On Mar 6, 2019, at 6:48 PM, Matan Gover ***@***.***> wrote: I would like to help with this, but unsure how. Thanks @drscotthawley <https://github.com/drscotthawley> for your previous efforts! My understanding of the current state: Right now Audio supports arrays (or lists) of several data types (floating-point, signed ints), because it always normalizes by the largest input sample. Unsigned ints (PCM8) are not supported. See common data formats <https://docs.scipy.org/doc/scipy/reference/generated/scipy.io.wavfile.write.html#id1>. Adding norm=False requires Audio to know the input data boundaries (min/max sample value, or only max if supporting only signed data types). Possible solutions: Guess the data boundaries based on the numpy array dtype. This is what scipy.io.wavfile.write does. Cons: implicit and might be confusing. Requires detailed documentation. Also, for list input we can either guess based on the list values (as @drscotthawley <https://github.com/drscotthawley> did), which is even more implicit, or throw an error for norm=False. Support only floating-point audio in range [-1, 1] for norm=False. Easiest to document and implement. Very straightforward for users. Seems like this is what most users want, although I didn't conduct a survey :) Require user to specify data format ('Explicit is better than implicit'...). This is what PySoundFile does (subtype is set manually <https://pysoundfile.readthedocs.io/en/0.9.0/#soundfile.read>). @takluyver <https://github.com/takluyver> and @eranegozy <https://github.com/eranegozy> have suggested adding a maxvalue parameter. I suggest instead adding a wav_format parameter that takes values 'float', 'PCM_16', 'PCM_24', 'PCM_32', 'PCM_U8' (values from soundfile.available_subtypes('wav')). Pros: more readable than 'maxvalue', supports all common formats including unsigned PCM8 (maxvalue=1337 is possible but definitely not needed). wav_format could be set to float by default. Regarding clipping, I think that if the boundaries are made explicit then an error makes sense. @takluyver <https://github.com/takluyver> would you accept a PR for option 2 or 3? — You are receiving this because you were mentioned. Reply to this email directly, view it on GitHub <#11161 (comment)>, or mute the thread <https://github.com/notifications/unsubscribe-auth/AI2rTqXKUJ1S5UqhW3FscjYr_ZsGM-2Dks5vUFPegaJpZM4UOqGV>.
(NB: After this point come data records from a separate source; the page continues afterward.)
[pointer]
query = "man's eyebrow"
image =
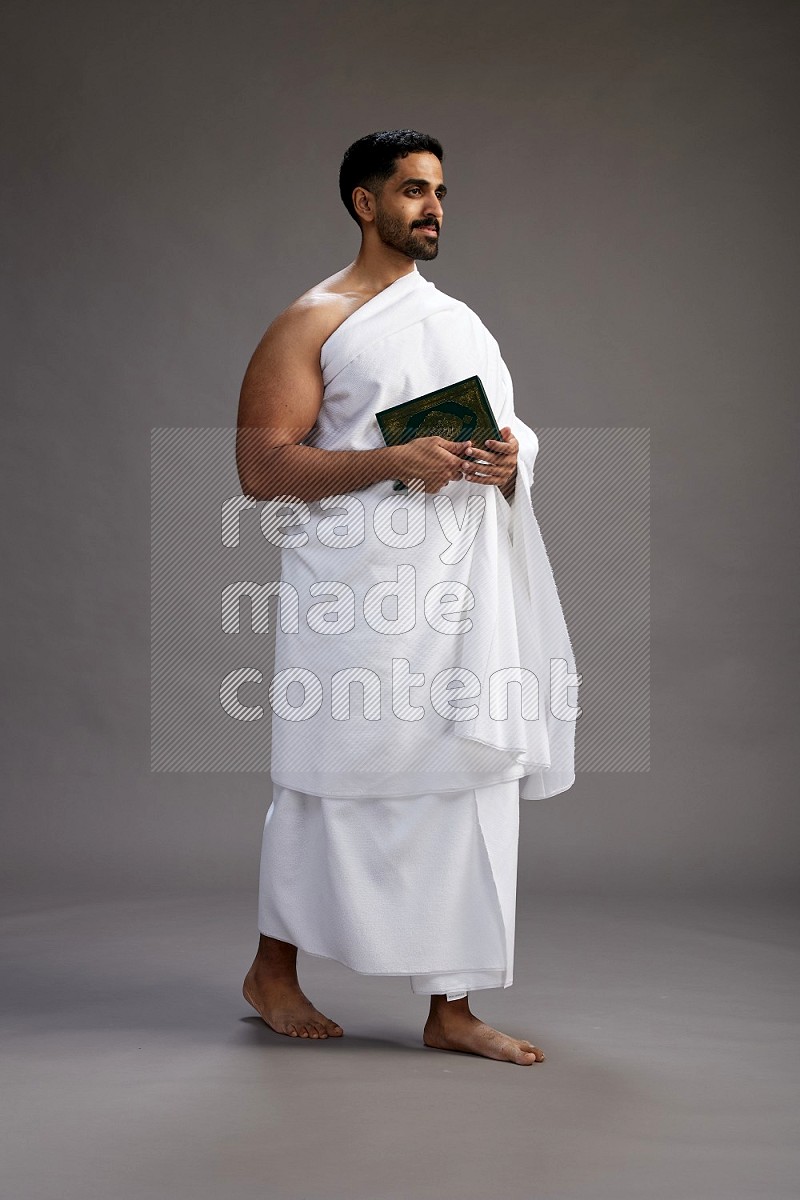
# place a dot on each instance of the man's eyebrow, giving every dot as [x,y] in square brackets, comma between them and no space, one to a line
[422,183]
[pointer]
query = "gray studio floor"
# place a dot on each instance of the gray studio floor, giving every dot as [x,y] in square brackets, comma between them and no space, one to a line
[133,1069]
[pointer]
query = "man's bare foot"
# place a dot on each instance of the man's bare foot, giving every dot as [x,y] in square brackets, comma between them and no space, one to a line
[451,1026]
[271,988]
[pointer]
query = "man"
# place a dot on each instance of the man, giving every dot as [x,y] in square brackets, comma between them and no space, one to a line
[391,841]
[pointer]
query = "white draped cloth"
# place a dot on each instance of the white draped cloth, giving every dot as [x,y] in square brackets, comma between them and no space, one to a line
[423,677]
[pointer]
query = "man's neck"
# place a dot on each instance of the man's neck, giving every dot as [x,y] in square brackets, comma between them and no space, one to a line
[377,268]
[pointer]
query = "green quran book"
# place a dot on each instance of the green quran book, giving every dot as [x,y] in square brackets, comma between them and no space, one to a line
[459,412]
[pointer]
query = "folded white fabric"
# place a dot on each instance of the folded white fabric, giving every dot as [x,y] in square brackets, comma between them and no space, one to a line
[420,886]
[419,615]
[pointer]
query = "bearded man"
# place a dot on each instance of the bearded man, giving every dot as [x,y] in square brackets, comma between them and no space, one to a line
[391,840]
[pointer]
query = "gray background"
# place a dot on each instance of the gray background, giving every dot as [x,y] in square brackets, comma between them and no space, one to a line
[623,179]
[621,214]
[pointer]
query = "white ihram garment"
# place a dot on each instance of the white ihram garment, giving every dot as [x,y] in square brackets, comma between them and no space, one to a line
[419,886]
[391,844]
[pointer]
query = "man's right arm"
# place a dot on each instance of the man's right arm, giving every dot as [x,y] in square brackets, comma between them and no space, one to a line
[280,401]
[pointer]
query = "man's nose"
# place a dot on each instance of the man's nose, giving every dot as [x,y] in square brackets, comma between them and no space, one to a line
[433,208]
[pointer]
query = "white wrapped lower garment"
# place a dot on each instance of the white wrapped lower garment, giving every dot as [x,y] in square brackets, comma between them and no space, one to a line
[420,886]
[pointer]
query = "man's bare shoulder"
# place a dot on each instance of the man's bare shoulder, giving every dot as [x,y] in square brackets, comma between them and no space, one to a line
[314,315]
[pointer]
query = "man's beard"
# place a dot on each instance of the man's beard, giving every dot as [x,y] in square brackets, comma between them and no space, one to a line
[414,243]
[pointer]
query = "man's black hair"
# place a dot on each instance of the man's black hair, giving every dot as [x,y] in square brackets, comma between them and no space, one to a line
[371,161]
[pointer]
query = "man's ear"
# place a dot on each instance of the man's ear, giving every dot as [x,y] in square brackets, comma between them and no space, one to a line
[364,203]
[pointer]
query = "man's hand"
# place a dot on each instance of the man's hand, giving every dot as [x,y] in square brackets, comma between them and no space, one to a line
[433,460]
[494,463]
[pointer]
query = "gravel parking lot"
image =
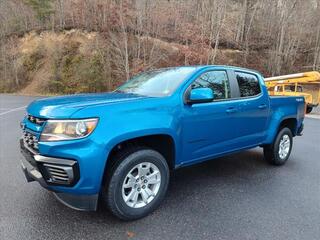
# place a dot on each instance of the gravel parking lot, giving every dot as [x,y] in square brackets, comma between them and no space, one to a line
[235,197]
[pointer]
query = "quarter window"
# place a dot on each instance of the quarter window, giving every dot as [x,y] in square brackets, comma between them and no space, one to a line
[248,84]
[217,81]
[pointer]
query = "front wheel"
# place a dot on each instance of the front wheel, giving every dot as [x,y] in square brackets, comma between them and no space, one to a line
[138,183]
[279,151]
[309,109]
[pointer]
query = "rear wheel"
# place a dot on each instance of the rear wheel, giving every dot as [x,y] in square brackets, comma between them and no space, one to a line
[309,109]
[279,151]
[138,183]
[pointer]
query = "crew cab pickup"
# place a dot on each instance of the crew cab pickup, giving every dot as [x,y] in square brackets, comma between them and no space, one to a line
[120,147]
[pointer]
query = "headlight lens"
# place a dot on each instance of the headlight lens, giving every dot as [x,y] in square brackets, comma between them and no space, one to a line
[59,130]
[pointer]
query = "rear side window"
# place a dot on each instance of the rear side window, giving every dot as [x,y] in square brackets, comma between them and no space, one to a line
[217,81]
[248,84]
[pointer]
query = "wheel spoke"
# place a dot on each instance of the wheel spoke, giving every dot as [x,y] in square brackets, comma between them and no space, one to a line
[131,181]
[133,195]
[144,196]
[153,178]
[142,171]
[149,192]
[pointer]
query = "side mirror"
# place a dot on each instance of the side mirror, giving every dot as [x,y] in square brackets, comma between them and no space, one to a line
[200,95]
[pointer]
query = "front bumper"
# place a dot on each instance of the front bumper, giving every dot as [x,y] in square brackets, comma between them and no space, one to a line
[50,172]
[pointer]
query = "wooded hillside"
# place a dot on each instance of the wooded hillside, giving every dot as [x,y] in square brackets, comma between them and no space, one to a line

takluyver · 2019-03-12T20:38:09Z

I'm fine with option 2 (only support floats -1 to +1). Option 3 strikes me as offputting complexity, as I don't know about the details of the wav format - but if that's preferred by others, I'm happy to review a PR.

I still maintain that out-of-range values should cause an error rather than be clipped. As above, if your data goes beyond +- 1, it may well be on the wrong scale completely, not just slightly out.

eranegozy · 2019-03-13T14:22:20Z

On Mar 12, 2019, at 4:38 PM, Thomas Kluyver ***@***.***> wrote: I'm fine with option 2 (only support floats -1 to +1). Option 3 strikes me as offputting complexity, as I don't know about the details of the wav format - but if that's preferred by others, I'm happy to review a PR.

I agree with this.

I still maintain that out-of-range values should cause an error rather than be clipped. As above, if your data goes beyond +- 1, it may well be on the wrong scale completely, not just slightly out.

That’s fine. That argument makes sense. -Eran

matangover · 2019-03-14T15:09:08Z

OK, great. Thanks for your input everyone. Working on option 2.

matangover · 2019-03-19T21:26:47Z

@drscotthawley feel free to close this one as #11650 has been merged 🎉

drscotthawley · 2019-03-20T07:11:31Z

@matangover ok, done!

musicnerd · 2020-01-20T15:33:54Z

This is still not in the docs, and I get an error using the most up-to-date version that "init() got an unexpected keyword argument 'norm'". Am I missing something?

matangover · 2020-01-20T17:03:57Z

Hi @musicnerd, the argument name is normalize. I can see it here in the docs. Does this work?

musicnerd · 2020-01-21T17:17:31Z

Thanks @matangover I was on an older version of the docs. Oops! Thank you :)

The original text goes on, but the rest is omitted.